雪花が永安宮へ入ったら最後、そこが紫蓮の死に場所になる。
そして雪花は皇帝を殺した大罪人だ。
これから行う罪を自覚し、ぶるりと体が震える。
どうしよう……私は、紫蓮を殺したくない……
鼻の奥がつんとして、涙があふれそうになる。
泣いてはいけない。鈴明が見ている。暗殺の意思がないと思われてしまう。
どうにかこらえていたそのとき、部屋の戸口に人の気配がした。
「お支度は調いましたでしょうか?」
「は、はい」
雪花が返事をすると、張青磁が入室してきた。彼は丁寧に拱手をする。
張青磁は下級妃嬪の講師も務めている上位の宦官であるが、雪花が夜伽に指名されたとあって、講義とは違い、慇懃な態度だ。

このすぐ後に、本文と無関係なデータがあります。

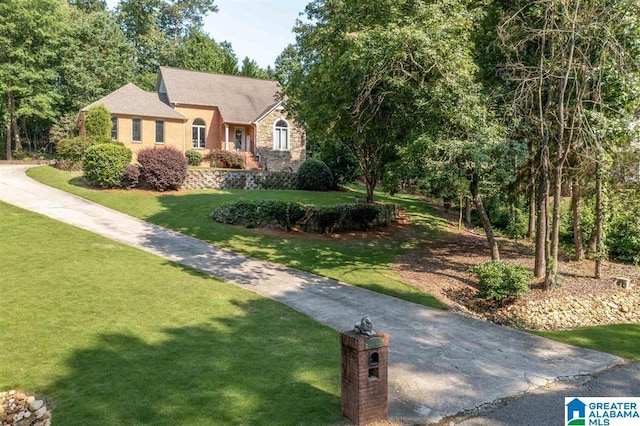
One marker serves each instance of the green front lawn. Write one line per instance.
(364, 262)
(109, 334)
(622, 340)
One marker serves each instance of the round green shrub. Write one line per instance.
(314, 175)
(194, 157)
(130, 176)
(104, 164)
(163, 168)
(498, 281)
(73, 149)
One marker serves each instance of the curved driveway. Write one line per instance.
(440, 363)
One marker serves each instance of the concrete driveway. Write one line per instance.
(440, 363)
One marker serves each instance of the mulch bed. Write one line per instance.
(439, 267)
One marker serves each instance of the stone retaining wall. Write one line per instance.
(238, 179)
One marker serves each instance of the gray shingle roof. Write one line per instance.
(239, 99)
(132, 100)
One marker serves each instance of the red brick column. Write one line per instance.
(364, 377)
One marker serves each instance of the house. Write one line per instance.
(206, 111)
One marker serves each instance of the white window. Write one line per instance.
(136, 130)
(159, 131)
(114, 128)
(198, 132)
(281, 135)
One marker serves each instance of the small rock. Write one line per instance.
(35, 405)
(40, 412)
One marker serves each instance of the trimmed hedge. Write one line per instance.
(163, 168)
(194, 157)
(286, 215)
(104, 164)
(131, 176)
(263, 213)
(71, 151)
(499, 281)
(314, 175)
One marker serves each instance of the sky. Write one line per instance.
(259, 29)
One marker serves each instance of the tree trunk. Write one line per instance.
(591, 244)
(8, 142)
(371, 182)
(599, 219)
(467, 210)
(577, 222)
(542, 208)
(531, 232)
(491, 239)
(14, 122)
(8, 132)
(551, 275)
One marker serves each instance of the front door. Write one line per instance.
(238, 139)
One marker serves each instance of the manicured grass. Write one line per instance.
(622, 340)
(108, 334)
(364, 262)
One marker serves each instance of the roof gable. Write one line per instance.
(239, 99)
(132, 100)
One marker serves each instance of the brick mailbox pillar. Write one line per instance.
(364, 376)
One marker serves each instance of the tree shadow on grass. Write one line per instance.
(190, 214)
(240, 369)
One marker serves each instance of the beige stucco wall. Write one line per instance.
(210, 116)
(173, 133)
(280, 160)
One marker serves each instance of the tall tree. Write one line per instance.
(89, 5)
(95, 59)
(370, 74)
(559, 55)
(29, 39)
(157, 29)
(199, 52)
(250, 68)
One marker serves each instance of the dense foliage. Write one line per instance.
(194, 157)
(104, 164)
(314, 175)
(263, 213)
(340, 160)
(131, 176)
(499, 281)
(163, 168)
(71, 150)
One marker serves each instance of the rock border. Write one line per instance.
(21, 409)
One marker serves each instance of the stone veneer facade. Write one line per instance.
(238, 179)
(277, 160)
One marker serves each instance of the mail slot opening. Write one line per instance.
(374, 373)
(374, 358)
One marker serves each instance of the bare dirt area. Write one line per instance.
(439, 267)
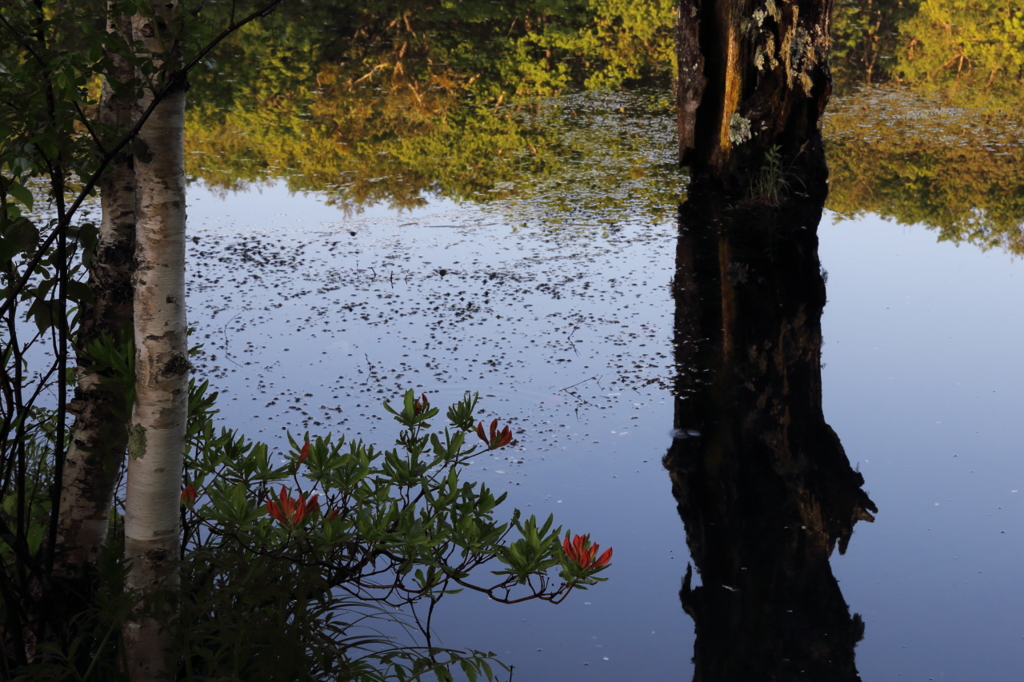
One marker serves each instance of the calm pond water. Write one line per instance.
(554, 300)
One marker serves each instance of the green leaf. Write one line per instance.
(22, 194)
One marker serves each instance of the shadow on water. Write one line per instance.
(762, 482)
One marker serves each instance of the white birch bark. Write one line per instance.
(157, 436)
(96, 452)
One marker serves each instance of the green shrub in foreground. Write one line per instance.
(329, 565)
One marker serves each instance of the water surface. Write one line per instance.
(558, 309)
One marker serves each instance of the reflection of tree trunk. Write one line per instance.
(752, 77)
(762, 482)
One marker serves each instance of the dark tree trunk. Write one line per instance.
(101, 408)
(762, 482)
(754, 79)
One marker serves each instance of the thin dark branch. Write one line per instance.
(176, 80)
(88, 126)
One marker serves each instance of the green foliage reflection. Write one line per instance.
(381, 102)
(922, 161)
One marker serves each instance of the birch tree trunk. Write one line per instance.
(157, 435)
(753, 77)
(100, 432)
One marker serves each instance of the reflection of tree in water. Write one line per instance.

「永安宮までは、わたしが付き添います。わたしは陛下の側近でもありますのでご安心を」
「よろしくお願いします」
夜伽の場になる永安宮へは、侍女は連れていけないきまりなので、宦官に付き添われて赴くのだ。
雪花は椅子から立ち上がった。
伝説の霊獣である猩猩の血で染め上げたと謳われる、猩猩緋の着物に裸身を包み、白髪はさらりと背中に流している。
明かりの入った灯籠を携えた張青磁に、足元を照らされる。
敷居を跨ぐと、煌々とした満月の明かりが降り注いだ。
月明かりの下で雪花の髪は、山の頂に降り積もる白雪のごとく光り輝く。霊獣の血で染めた着物の色に劣らず、唇は毒々しい真紅に彩られていた。
見送る鈴明は頭を下げる。
彼女はなにも言わない。雪花が役目を果たすのを、信じて疑っていないのだろう。
そう思い、雪花は棟の前に待機していた馬車に乗り込む。張青磁は御者台に腰を下ろした。
普段は上級妃嬪などは宦官の担ぐ輿で移動するのだが、夜伽をする妃嬪の姿を見るのは不敬にあたるため、馬車での移動と決められている。
御者が手綱を取ると、ゆっくりと車輪が回り出した。
どきどきと雪花の胸は不穏に高鳴る。
紫蓮がくちづけを求めてきたら、応えなければならない。
でも、それは――
「ああ……どうしたら……」
彼を殺したくない。
では、すべてを打ち明ける?
それもできない。雪花がすべて吐露したら、どうなってしまうのだろう。きっと、両親に汲みしている人々までが処罰を受けてしまう。両親と雪花が処刑されるのは仕方ないとしても、鈴明にまで罪が及ぶことは避けたい。彼女は毒を混入しているかもしれないが、献身的に尽くしてくれたのに。